Through redlining, zoning, mortgage policies and the construction of schools and highways, all levels of government segregated Black Californians. Racial covenants, in which white people in a neighborhood agreed not to sell their homes to people of color, continued in the 1940s, the report says.

In education, according to the report, “California remains the sixth most segregated state in the country for Black students,” with schools attended by white and Asian children receiving more funding than those attended by Black and Latino children.

The task force included several preliminary recommendations for addressing those harms, which Moore said she hopes lawmakers review and consider acting upon before the second report comes out next year.

Proposed suggestions include providing free tuition for California colleges and universities as well as funding for Black-owned and -controlled schools.


The panel suggested ending work requirements for California inmates and paying them market rate for their labor. To address police violence against Black people, the task force is proposing holding law enforcement officers more accountable.
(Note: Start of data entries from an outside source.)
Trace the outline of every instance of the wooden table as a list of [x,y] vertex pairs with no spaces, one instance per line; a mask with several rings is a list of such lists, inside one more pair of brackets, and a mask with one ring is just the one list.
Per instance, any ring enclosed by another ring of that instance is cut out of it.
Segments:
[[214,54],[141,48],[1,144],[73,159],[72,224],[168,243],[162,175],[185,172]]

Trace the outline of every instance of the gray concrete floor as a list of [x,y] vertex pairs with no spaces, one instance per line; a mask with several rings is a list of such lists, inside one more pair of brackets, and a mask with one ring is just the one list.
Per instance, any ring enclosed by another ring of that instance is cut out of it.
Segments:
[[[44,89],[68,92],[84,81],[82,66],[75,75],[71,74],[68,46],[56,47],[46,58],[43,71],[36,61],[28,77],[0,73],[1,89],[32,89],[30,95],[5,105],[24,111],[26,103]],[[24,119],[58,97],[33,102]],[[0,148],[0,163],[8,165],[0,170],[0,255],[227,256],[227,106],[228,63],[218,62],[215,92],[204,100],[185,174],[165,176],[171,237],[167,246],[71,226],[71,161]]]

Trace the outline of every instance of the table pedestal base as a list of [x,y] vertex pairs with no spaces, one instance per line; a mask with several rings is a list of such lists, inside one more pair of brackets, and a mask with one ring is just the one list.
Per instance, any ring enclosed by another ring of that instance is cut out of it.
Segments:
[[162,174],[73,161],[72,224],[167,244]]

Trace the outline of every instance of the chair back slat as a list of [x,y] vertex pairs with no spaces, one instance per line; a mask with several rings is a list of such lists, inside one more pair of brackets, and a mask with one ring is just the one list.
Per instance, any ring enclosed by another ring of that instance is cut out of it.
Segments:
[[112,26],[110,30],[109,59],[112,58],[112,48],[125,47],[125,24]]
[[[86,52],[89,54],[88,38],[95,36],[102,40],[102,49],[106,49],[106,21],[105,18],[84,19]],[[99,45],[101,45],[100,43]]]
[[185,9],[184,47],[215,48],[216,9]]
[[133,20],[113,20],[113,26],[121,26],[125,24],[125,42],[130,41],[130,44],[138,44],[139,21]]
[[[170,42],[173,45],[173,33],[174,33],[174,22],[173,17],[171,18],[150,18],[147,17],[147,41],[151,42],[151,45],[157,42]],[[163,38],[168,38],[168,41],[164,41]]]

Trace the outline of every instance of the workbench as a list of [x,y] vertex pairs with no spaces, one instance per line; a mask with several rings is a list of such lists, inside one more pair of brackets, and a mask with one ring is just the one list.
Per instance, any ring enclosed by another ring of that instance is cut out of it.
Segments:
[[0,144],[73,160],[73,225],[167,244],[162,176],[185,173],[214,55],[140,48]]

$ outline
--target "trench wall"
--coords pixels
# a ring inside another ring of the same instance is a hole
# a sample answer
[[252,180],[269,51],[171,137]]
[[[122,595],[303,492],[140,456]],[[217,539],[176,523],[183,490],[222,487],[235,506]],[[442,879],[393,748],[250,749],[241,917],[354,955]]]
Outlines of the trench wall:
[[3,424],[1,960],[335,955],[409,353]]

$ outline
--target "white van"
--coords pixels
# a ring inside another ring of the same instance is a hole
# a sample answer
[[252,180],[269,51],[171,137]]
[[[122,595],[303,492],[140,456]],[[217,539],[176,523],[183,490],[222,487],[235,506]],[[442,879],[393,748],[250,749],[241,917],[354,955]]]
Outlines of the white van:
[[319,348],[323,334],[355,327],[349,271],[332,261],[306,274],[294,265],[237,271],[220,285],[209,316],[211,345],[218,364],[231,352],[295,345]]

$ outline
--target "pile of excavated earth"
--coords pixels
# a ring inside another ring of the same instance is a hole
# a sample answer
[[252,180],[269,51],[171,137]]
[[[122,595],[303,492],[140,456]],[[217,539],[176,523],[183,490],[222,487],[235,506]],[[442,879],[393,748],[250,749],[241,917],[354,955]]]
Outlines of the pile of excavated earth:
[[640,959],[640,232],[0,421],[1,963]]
The group is also recommending a repeal of Article 34 of the California Constitution, approved in 1950 to require voter approval to develop, construct or acquire low-income housing funded by the government, and ending crime-free housing rules that disproportionately affect Black residents.

Under a new California African American Freedmen Affairs Agency, the report recommends the creation of a Cabinet-level secretary to implement the task force’s recommendations and work with state governments to “eliminate systemic racism that has developed as a result of the enslavement.”

“The hope is that what we’re doing in California becomes a framework for the national level,” Moore said.